I’ve seen something like this when moving things around by dragging and dropping them in the tree. Resources can end up with an invalid parent, or resources can end up being each other’s parent. If something goes wrong when MODX tries to traverse the tree, things can disappear.
That led me to create SiteCheck, which checks for the following (and a lot more):
Resources with invalid parents
Resources with invalid Templates
Resources with empty aliases
Resources with duplicate aliases in the same Context
Resources with frozen, empty URIs
Resources with duplicate URIs in the same Context
Resources with duplicate pagetitles in the same Context
Resources with invalid class keys
Resources with invalid Contexts
Resources where context_key doesn’t match parent’s
I also wrote this post many years ago about Articles disappearing.

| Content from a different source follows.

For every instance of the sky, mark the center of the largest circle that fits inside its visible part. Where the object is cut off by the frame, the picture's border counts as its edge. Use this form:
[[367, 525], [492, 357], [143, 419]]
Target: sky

I was able to reproduce the problem with an ArticlesContainer in the resource tree.
The problem is connected to the way the _loadCollectionInstance function of the class modAccessibleObject works:
If $obj->isLazy() is true, then the object/resource is added to the collection without a key:
$objCollection[]= $obj;
If $obj->isLazy() is false however, the object/resource is added to the collection with the ID as the key:
$objCollection[$pkval]= $obj;
As isLazy() is true for all the normal resources, and false for ArticlesContainers, this can create the situation, that an item in $objCollection gets overwritten.
Say your ArticlesContainers has the ID = 6. If by the time the ArticlesContainer is processed, there have already been 7 or more normal resources added to the $objCollection, then an assigment to $objCollection[6] overwrites the stored resource (and that resource won’t show up in the resource tree).
I’ve been using Articles for many years (I think with about 300 articles) and haven’t had an Article resource disappear since I wrote that post in 2013, though I don’t think I’m running PHP 8.
No, I ran PHP 7.2 when reproducing the issue.
It also seems to be a very old bug. There is an open issues on github from 2013 that describes the same problem.
It’s not an Article resource that disappears. It’s a normal MODX resource, that has the same parent as an ArticlesContainer resource that may disappear (under certain circumstances).
What you described in your post from 2013 is a different problem.
I believe, it is a bug in the MODx core that can occur, if getCollection() is called for a mixture of lazy and non-lazy objects.
The resource/getNodes processor only queries a subset of the modResource columns, so the normal MODX resources are lazy, but the class “ArticlesContainer” overrides the isLazy() function and always returns false.
Thanks. The anomalies I observed which led me to write SiteCheck all resulted from dragging and dropping resources in the tree. Does that fit with what you found?
I think, this case is somewhat different from the things you check with SiteCheck.
In this case the values in the database are not per se wrong, there is just a bug when querying them with getCollection().
Basically what’s happening is the following:
If the “ArticlesContainer” has an ID of 2 and there are 2 + 1 (or more) resources with a lower value of menuindex, then the resource at position 2 + 1 gets overwritten.
$a = array();
$a[] = 'Resource A'; //key is 0
$a[] = 'Resource B'; //key is 1
$a[] = 'Resource C'; //key is 2
$a[2] = 'ArticlesContainer'; //key is ID (=2) -> overwrites 'Resource C' in the array
The reordering of resources in the tree just sets the menuindex value, that determines what resource is at position 2 + 1.
If there are multiple “ArticlesContainer” resources in the same tree-node, then things get even more unpredictable. Let’s say you have 2 ArticlesContainers with the IDs 20 and 21:
$a = array();
$a[] = 'Resource A'; //key is 0
$a[] = 'Resource B'; //key is 1
$a[20] = 'ArticlesContainer (20)'; //key is ID (=20)
$a[] = 'Resource C'; //key is 21(!)
$a[21] = 'ArticlesContainer (21)'; //key is ID (=21) -> overwrites 'Resource C' in the array
Ah. So at Bob’s Guides, where my Articles container has an ID around 300, and I have well over 300 resources, I probably have a resource that never shows up in the tree, but with so many resources, I’ve never noticed that.
Do you have a suggested fix that doesn’t break Articles?
That’s unlikely.
For that to happen, your 300+ resources had to be in the same tree-node (same value for parent) as your ArticlesContainer resource and placed above it.
If you have only one ArticlesContainer resource with a high ID value, you should be fine.
Unfortunately I don’t see an easy fix.
I think the classes ArticlesContainer and Article probably need a proper implementation of the isLazy() function instead of just always returning false.